Compared to other vendors in the data integration space Qlik has taken the road less travelled. While many vendors are focused on providing traditional ETL (extract, transform and load) or ELT capabilities, Qlik’s approach is to bulk load data into your data warehouse/lake and then keep the environment up-to-date through CDC. For companies migrating from, say, and on-premises Teradata warehouse to an in-cloud Snowflake implementation, this makes a lot of sense. If you were setting up a data warehouse for the first time, perhaps not so much. You also lose out on some traditional capabilities of ETL tools, such B2B integration but you could always do that separately if that is a concern.
The other major way in which the Qlik Data Integration Platform differs from more conventional tools is that data profiling and data quality capabilities are reserved for the data preparation functions alongside Data Catalog, which includes engines for both filtering and transformations.
Fig 02 - Qlik Data Integration Platform components
As far as the actual details are concerned the overall architecture is illustrated in Figure 2. Starting with Qlik Replicate provides automated data delivery, replication, and ingestion from more than 40 sources and around 35 targets are supported, data warehouses, data lakes (including S3 and other object stores), mainframe and the cloud. Additional features include a modern, drag and drop user interface; zero performance footprint on data sources; and log-based CDC, the ability to capture changes to data sources in real-time. The product feeds source metadata updates to Compose-managed data lake and data warehouse targets on a real-time basis. As can be seen in Figure 2 there are two distinct versions of Compose: Compose for Data Warehouses and Compose for Data Lakes. In both cases, they are designed to automatically create analytics-ready data structures for their respective targets, and they may be used separately or together. When used in conjunction, this allows you to store data in a data lake before exposing it via data marts.

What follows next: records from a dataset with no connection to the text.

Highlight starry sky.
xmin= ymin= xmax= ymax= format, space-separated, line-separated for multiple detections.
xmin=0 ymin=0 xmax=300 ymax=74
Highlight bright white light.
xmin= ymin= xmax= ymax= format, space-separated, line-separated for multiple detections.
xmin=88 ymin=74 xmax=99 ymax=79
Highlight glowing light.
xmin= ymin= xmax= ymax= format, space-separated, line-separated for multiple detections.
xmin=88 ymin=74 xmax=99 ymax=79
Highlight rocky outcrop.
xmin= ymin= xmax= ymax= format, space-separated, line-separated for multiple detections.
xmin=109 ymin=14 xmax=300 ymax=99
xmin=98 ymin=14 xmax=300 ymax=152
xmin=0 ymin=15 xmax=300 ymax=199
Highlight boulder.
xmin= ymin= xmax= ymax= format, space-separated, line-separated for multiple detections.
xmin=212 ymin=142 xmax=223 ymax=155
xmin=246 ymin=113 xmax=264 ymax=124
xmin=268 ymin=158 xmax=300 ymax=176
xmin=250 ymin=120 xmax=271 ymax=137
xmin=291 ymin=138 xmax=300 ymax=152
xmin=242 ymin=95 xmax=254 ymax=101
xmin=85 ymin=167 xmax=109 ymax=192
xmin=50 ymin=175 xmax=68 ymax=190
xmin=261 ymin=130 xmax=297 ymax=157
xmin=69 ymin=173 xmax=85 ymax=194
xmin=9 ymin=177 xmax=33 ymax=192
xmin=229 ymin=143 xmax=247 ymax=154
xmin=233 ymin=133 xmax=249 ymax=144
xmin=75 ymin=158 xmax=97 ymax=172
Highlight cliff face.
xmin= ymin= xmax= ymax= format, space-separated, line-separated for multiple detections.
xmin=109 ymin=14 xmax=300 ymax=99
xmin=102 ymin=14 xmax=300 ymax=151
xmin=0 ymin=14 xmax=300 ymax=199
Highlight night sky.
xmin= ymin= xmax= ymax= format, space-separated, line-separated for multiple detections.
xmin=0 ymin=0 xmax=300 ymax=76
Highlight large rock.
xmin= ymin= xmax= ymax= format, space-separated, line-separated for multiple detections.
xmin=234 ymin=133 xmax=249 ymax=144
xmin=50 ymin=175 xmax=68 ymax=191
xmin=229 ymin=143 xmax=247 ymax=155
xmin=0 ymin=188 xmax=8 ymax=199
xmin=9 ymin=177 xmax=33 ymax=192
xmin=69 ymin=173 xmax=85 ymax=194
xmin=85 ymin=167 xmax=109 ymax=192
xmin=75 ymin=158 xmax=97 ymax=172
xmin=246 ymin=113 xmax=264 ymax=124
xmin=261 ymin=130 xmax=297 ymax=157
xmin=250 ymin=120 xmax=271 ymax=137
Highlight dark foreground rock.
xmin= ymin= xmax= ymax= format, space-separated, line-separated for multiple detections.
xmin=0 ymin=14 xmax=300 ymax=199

In addition, Qlik also offers Qlik Enterprise Manager, which offers automated task and data flow management as well as reporting and performance monitoring, integrating, and sharing metadata across heterogeneous environments that include Compose-enabled data pipelines.

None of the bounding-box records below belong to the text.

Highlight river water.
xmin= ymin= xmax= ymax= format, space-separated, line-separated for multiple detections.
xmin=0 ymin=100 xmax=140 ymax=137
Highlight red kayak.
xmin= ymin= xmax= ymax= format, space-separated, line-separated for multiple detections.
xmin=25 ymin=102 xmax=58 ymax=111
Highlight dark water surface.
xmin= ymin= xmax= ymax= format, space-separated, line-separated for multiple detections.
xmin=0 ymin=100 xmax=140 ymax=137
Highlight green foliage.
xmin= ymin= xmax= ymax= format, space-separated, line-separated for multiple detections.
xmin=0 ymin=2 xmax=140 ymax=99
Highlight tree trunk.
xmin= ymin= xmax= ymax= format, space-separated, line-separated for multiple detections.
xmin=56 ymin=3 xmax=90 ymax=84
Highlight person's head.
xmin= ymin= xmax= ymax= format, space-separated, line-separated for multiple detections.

As far as Qlik Catalog is concerned data and metadata are tightly coupled and this supports not just a searchable data catalogue but also a business glossary. Profiling and validation processes are automated during the ingestion process of data. While the product currently lacks the ability to make automated recommendations (this is on the roadmap) – identifying such things as potential join keys – the processing during ingestion will identify primary and foreign keys, duplicates and so forth. It also categorises data as good, bad, or ugly, where bad and ugly differentiate between formatting errors and outliers. There is also support for crowd sourcing within the product’s data curation process. The product’s support for security, privacy and access control is a major strength as its support for data masking, with more than thirty different masking algorithms supported. Data stewardship capability allows you to define and enforce governance policies.